Motion no: 27
Conference recognises the importance of cultural and artistic endeavour to society and the significance of historical areas such as the Assembly Buildings, Rosemary Street, North Street and Donegall Street, including North Street Arcade and Writers’ Square that makes up part of the Cathedral Quarter (CQ).
Conference notes with concern that despite this area’s historical importance, distinct character, and its current prominence as the beating heart of Northern Ireland’s arts and cultural scene, the purchased by the investment company Castlebrooke of this area and the proposals for widespread demolition, and the replacement of independent businesses and arts organisations with generic retail & offices.
The SIPTU Northern Ireland District Committee now fears that Belfast’s Cathedral Quarter is facing enormous change and reiterates that good development must be appropriate to the city’s needs.
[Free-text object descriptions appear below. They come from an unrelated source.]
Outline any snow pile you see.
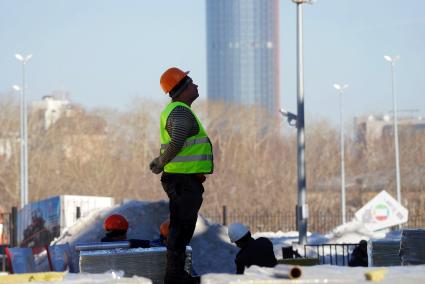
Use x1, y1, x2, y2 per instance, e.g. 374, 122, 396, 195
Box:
53, 200, 169, 245
43, 200, 238, 275
189, 216, 238, 274
36, 272, 153, 284
325, 220, 387, 244
202, 264, 425, 284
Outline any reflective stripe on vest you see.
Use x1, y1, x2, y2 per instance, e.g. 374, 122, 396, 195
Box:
159, 102, 213, 174
161, 137, 210, 151
170, 154, 213, 163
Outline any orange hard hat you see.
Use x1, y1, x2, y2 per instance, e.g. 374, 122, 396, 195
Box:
160, 67, 189, 94
104, 214, 129, 231
160, 219, 170, 238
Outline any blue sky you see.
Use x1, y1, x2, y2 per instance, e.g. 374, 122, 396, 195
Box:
1, 0, 424, 125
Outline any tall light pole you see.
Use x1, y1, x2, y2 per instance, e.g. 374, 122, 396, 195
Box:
291, 0, 313, 245
12, 84, 24, 208
15, 53, 32, 208
384, 55, 401, 205
333, 83, 349, 224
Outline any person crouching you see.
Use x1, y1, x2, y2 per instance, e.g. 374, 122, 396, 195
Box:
228, 223, 277, 274
101, 214, 150, 248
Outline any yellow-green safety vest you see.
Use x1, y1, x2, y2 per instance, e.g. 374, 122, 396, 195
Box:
160, 102, 213, 174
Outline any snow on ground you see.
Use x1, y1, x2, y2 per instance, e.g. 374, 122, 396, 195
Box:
202, 264, 425, 283
26, 200, 425, 283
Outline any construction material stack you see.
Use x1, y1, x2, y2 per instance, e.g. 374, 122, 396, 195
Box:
368, 239, 401, 266
78, 243, 192, 284
400, 229, 425, 265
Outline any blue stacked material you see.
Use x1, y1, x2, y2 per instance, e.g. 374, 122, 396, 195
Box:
400, 229, 425, 265
368, 239, 401, 267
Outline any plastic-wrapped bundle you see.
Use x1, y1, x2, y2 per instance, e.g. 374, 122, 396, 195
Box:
400, 229, 425, 265
47, 243, 75, 272
368, 239, 401, 267
76, 241, 131, 251
79, 246, 192, 284
4, 247, 35, 274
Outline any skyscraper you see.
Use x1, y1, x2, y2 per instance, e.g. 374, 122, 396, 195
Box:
206, 0, 280, 114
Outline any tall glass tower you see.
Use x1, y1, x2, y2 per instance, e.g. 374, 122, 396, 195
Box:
206, 0, 280, 114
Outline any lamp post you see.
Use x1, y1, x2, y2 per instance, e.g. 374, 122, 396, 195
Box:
12, 84, 24, 209
290, 0, 313, 245
333, 83, 349, 224
384, 55, 401, 205
15, 53, 32, 208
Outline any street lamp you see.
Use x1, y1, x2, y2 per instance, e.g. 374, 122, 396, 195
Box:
15, 53, 32, 208
290, 0, 314, 245
384, 55, 401, 205
12, 84, 24, 208
333, 83, 349, 224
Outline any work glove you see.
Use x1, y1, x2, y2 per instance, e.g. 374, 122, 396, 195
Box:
195, 174, 206, 183
149, 157, 163, 174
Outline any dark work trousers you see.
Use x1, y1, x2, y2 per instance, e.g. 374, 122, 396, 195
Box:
161, 173, 204, 252
161, 173, 203, 283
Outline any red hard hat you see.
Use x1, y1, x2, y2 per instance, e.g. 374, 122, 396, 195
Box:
160, 219, 170, 238
160, 67, 189, 94
104, 214, 129, 231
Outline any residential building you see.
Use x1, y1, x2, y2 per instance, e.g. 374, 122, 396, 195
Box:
32, 91, 71, 130
354, 114, 425, 147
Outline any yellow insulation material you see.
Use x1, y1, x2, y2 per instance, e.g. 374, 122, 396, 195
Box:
0, 272, 64, 283
365, 268, 388, 282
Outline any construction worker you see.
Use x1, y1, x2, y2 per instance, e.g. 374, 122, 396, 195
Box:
150, 219, 170, 247
348, 240, 368, 267
101, 214, 150, 248
228, 223, 277, 274
149, 67, 213, 284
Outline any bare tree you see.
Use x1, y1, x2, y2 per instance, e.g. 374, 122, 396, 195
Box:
0, 97, 424, 221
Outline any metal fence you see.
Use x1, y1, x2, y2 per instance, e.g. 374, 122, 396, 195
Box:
201, 207, 425, 234
304, 243, 359, 266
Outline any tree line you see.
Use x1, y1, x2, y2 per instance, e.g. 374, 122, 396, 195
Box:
0, 94, 424, 218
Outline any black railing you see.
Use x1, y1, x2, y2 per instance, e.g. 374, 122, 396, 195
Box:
304, 243, 359, 266
201, 209, 298, 232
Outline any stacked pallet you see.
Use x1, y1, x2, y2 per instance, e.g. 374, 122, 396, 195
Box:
400, 229, 425, 265
368, 239, 401, 266
79, 245, 192, 284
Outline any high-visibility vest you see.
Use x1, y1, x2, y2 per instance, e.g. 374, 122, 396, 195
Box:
160, 102, 213, 174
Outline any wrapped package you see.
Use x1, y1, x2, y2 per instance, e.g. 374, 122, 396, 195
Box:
368, 239, 401, 267
400, 229, 425, 265
79, 245, 192, 284
5, 247, 35, 274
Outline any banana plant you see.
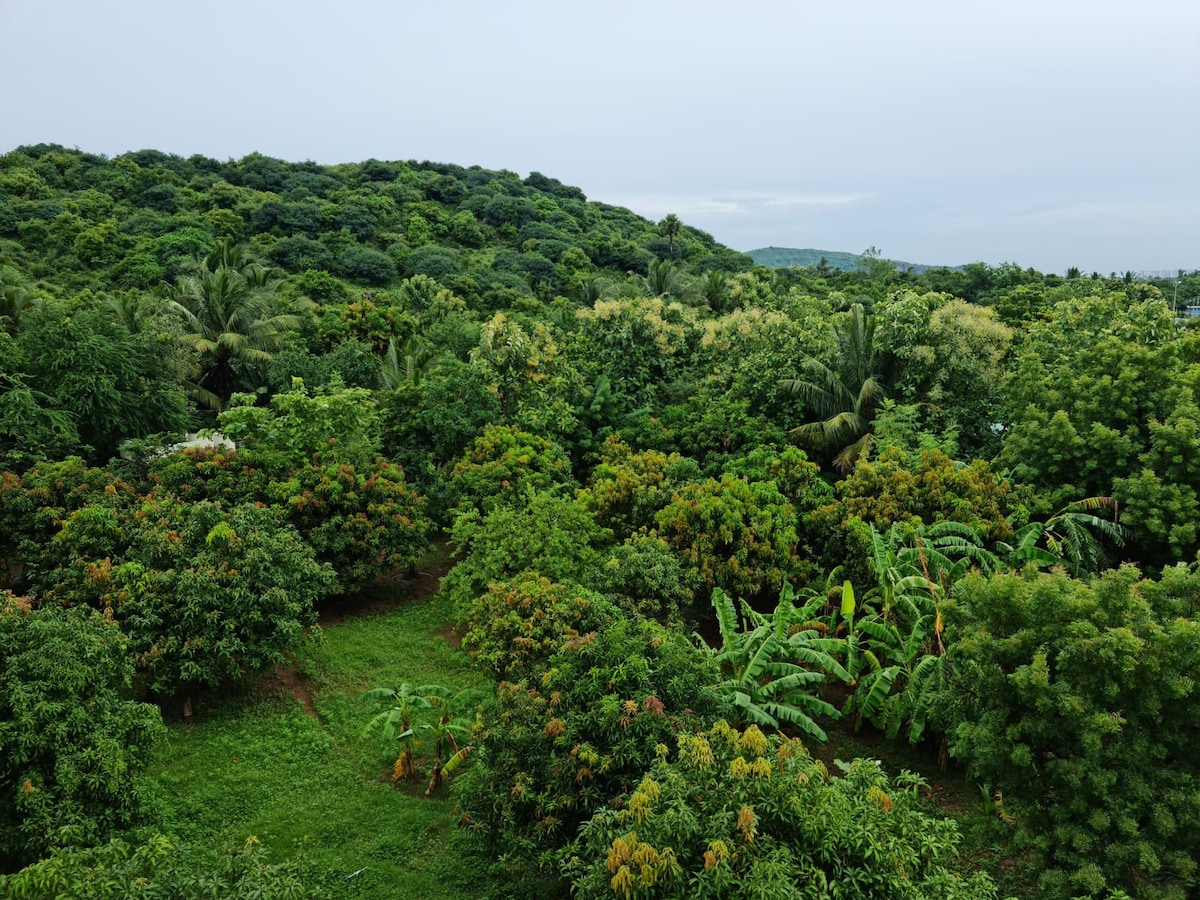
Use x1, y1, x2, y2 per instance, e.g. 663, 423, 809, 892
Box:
999, 497, 1129, 576
423, 688, 483, 795
360, 682, 450, 782
699, 584, 846, 740
835, 576, 950, 750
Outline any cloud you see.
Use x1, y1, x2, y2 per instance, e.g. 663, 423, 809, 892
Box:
760, 192, 875, 209
592, 190, 874, 221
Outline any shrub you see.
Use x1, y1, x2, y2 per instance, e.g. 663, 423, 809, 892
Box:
565, 721, 999, 900
117, 500, 336, 703
456, 620, 724, 879
337, 245, 396, 285
0, 833, 316, 898
654, 475, 797, 601
461, 573, 614, 683
0, 596, 163, 870
442, 491, 611, 614
443, 424, 574, 517
950, 565, 1200, 898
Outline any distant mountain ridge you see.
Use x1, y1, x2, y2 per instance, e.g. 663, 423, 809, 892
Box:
747, 246, 953, 274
It can and should meet the most audacious ambitions for what we want this city to be: distinctive, resilient, liveable, shared, and connected
Conference recognises that the Cathedral Quarter, though in need of development, has an established place in the life of the city centre that makes it a lynch-pin for delivering on those ambitions and that resurgent urbanism celebrates and embraces city life.
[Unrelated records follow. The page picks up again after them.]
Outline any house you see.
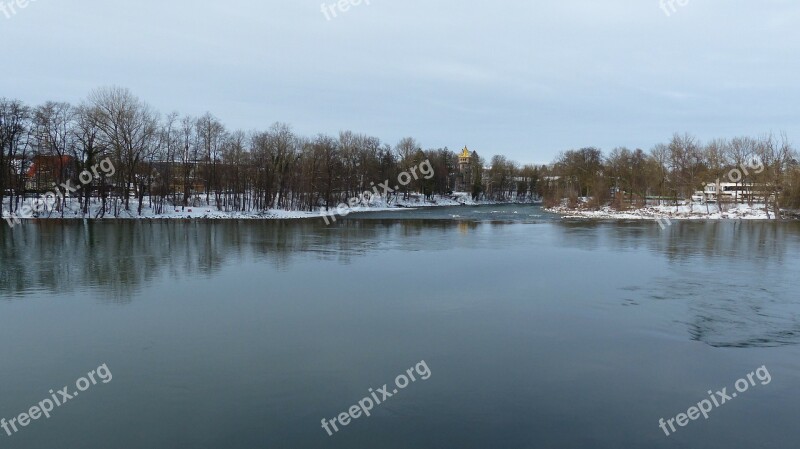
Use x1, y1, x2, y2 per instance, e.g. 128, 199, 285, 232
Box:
25, 155, 74, 192
700, 182, 772, 203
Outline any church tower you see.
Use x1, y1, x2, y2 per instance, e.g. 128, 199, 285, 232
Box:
458, 146, 471, 173
457, 146, 472, 192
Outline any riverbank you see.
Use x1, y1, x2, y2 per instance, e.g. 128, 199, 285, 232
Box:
544, 203, 787, 220
2, 193, 516, 224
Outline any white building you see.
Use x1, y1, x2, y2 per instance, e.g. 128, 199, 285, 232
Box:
699, 182, 771, 203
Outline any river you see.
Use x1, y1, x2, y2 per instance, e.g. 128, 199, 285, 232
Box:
1, 205, 798, 448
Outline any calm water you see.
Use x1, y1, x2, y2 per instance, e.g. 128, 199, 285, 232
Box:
1, 205, 799, 448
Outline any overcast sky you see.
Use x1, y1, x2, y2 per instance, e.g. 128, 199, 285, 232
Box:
2, 0, 799, 164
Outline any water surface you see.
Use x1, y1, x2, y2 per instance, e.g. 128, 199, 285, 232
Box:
1, 206, 799, 448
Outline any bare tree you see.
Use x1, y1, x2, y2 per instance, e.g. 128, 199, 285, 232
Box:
90, 87, 159, 215
34, 101, 74, 216
668, 133, 703, 212
726, 136, 757, 204
755, 133, 794, 219
72, 104, 106, 215
0, 99, 31, 219
649, 143, 670, 203
196, 112, 227, 206
704, 138, 729, 214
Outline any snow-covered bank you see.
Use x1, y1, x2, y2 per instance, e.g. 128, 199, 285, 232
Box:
545, 203, 786, 221
2, 193, 510, 224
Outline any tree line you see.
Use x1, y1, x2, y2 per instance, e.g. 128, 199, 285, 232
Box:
2, 87, 799, 220
0, 87, 544, 220
538, 133, 800, 218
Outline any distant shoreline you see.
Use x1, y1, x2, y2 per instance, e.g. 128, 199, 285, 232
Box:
2, 200, 539, 226
544, 204, 799, 221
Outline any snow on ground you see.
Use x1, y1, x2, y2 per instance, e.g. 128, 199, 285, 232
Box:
1, 192, 503, 224
545, 202, 777, 221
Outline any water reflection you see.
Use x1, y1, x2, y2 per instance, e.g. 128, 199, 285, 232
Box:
2, 219, 799, 349
555, 219, 800, 261
0, 220, 484, 301
559, 221, 800, 348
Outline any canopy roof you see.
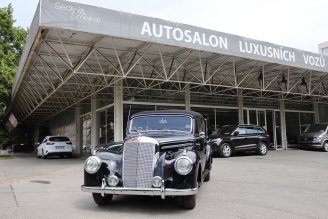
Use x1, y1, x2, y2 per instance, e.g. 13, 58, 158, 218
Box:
9, 0, 328, 127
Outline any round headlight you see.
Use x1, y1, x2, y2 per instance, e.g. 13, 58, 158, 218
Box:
152, 176, 162, 188
107, 175, 119, 187
84, 156, 101, 174
174, 156, 193, 175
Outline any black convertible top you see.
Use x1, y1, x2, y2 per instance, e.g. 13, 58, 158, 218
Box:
131, 110, 204, 120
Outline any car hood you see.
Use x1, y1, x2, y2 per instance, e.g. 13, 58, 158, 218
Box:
96, 135, 196, 158
156, 135, 195, 146
126, 133, 196, 147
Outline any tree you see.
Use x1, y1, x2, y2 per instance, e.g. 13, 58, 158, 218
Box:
0, 4, 28, 145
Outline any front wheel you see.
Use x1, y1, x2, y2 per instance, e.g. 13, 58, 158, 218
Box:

Conference further recognises that this new Belfast urbanism prioritises the essential infrastructure of life – bustling streets, housing, public space, employment, arts and culture, efficient public transport, walkability, childcare and schools, and a city economy that caters for local traders and small businesses as well as the large multinationals.
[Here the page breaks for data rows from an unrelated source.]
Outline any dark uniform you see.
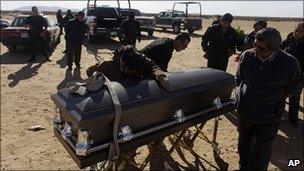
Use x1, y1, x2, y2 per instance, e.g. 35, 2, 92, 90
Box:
140, 38, 175, 71
56, 11, 63, 33
86, 47, 165, 80
62, 12, 75, 53
26, 15, 50, 61
65, 18, 87, 69
236, 49, 302, 170
120, 18, 141, 46
281, 32, 304, 126
201, 23, 239, 71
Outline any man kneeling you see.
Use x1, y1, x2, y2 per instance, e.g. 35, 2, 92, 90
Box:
86, 45, 170, 91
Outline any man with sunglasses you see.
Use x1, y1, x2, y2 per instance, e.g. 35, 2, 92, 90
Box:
201, 13, 239, 71
235, 27, 302, 170
281, 22, 304, 127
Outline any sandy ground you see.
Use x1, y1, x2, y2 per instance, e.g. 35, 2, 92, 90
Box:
1, 16, 303, 170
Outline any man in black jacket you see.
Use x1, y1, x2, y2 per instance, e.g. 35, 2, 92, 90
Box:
56, 9, 63, 33
141, 33, 190, 71
65, 11, 87, 70
120, 11, 141, 46
236, 28, 302, 171
281, 22, 304, 127
62, 10, 75, 53
26, 6, 50, 62
201, 13, 239, 71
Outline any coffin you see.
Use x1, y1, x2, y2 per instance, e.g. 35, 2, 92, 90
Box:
51, 67, 236, 168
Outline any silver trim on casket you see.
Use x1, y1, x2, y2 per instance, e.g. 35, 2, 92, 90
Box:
53, 98, 233, 156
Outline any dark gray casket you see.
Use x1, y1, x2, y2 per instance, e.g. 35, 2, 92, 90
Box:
52, 67, 235, 168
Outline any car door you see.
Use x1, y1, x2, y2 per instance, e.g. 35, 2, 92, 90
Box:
155, 12, 167, 28
163, 12, 173, 28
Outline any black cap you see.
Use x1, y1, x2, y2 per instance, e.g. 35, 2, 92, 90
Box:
222, 13, 233, 22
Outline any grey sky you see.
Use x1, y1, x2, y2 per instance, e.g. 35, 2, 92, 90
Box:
1, 1, 303, 17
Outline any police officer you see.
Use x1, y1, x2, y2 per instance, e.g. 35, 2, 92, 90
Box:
141, 33, 191, 71
62, 10, 75, 53
65, 11, 87, 70
26, 6, 50, 62
281, 23, 304, 127
201, 13, 239, 71
248, 20, 268, 45
56, 9, 63, 34
120, 11, 141, 46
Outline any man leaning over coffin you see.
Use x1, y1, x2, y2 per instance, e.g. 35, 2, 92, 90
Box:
86, 45, 170, 91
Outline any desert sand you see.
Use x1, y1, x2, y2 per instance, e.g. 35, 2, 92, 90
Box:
1, 15, 303, 170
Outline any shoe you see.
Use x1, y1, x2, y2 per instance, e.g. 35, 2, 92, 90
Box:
28, 58, 37, 62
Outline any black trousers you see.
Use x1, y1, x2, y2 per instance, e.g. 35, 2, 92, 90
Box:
67, 43, 82, 68
206, 55, 228, 71
288, 94, 300, 122
238, 119, 280, 171
30, 33, 48, 59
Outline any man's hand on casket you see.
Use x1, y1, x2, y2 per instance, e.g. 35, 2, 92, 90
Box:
157, 75, 171, 91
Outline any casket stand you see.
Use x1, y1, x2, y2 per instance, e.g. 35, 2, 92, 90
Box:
51, 68, 236, 169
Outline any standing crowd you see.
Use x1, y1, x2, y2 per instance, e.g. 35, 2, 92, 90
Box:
23, 6, 303, 171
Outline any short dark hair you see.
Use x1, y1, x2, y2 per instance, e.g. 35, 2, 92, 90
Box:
256, 27, 282, 51
175, 33, 191, 43
120, 45, 143, 71
254, 20, 267, 29
222, 13, 233, 22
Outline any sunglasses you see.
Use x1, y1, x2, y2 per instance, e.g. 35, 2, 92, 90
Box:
254, 43, 267, 51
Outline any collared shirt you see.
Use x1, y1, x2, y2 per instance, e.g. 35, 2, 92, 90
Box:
140, 38, 175, 72
235, 49, 302, 124
258, 52, 276, 62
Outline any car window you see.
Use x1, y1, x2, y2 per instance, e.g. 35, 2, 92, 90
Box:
11, 17, 28, 27
165, 13, 171, 17
95, 7, 118, 18
158, 12, 166, 18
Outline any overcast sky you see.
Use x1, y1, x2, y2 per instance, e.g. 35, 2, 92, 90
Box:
1, 1, 303, 17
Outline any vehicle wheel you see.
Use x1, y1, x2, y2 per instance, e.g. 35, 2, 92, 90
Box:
172, 24, 181, 34
187, 27, 195, 34
8, 46, 16, 52
148, 30, 154, 37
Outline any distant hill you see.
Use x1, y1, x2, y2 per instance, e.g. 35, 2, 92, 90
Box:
14, 6, 79, 12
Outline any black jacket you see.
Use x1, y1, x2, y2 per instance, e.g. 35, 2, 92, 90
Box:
235, 49, 302, 124
56, 12, 63, 24
120, 19, 141, 39
140, 38, 175, 71
26, 15, 47, 33
62, 13, 75, 28
281, 32, 304, 72
66, 19, 87, 44
201, 23, 239, 61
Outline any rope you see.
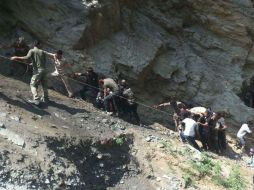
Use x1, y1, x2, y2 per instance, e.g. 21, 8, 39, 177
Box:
66, 76, 171, 116
0, 54, 30, 65
0, 54, 30, 76
2, 54, 254, 144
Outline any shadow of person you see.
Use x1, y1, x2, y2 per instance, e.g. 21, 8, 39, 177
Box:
0, 92, 50, 116
44, 100, 90, 115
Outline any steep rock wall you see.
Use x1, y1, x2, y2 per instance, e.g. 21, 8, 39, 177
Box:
1, 0, 254, 126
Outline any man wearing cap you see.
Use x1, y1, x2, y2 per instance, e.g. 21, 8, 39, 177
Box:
237, 123, 252, 150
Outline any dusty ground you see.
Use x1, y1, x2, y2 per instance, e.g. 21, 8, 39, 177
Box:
0, 74, 253, 190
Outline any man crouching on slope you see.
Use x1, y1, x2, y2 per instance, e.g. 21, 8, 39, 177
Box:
11, 40, 54, 105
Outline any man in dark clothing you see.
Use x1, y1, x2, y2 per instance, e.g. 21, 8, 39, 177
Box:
75, 67, 99, 102
197, 110, 211, 151
1, 37, 30, 76
120, 80, 140, 125
208, 112, 227, 154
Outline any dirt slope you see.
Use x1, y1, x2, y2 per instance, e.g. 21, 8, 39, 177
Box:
0, 74, 253, 190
Conference therefore calls on NIC-ICTU Committee to actively support the ‘Save CQ’ campaign that is promoting investment that encourages a culturally flourishing, architecturally distinctive, independent, public, and liveable community in the historic centre of the city. In doing so, conference calls on the NIC-ICTU Committee commit to:
- making active responses (at minimum a written representation) to consultations on relevant planning applications, and recommend that constituent member unions should co-sign;
- establish a sub-group or task force to increase the unions’ capacity on planning issues, covering existing housing campaigns but also giving consideration to other distributive justice issues like access to amenities, public transport, employment, public space, healthy environments; arts and cultural development etc. NIC-ICTU would work with relevant agencies and campaign groups in order to ensure an informed participation;
- share research and analysis relating to economic arguments underpinning planning applications with relevant campaign groups, e.g. Save Cathedral Quarter.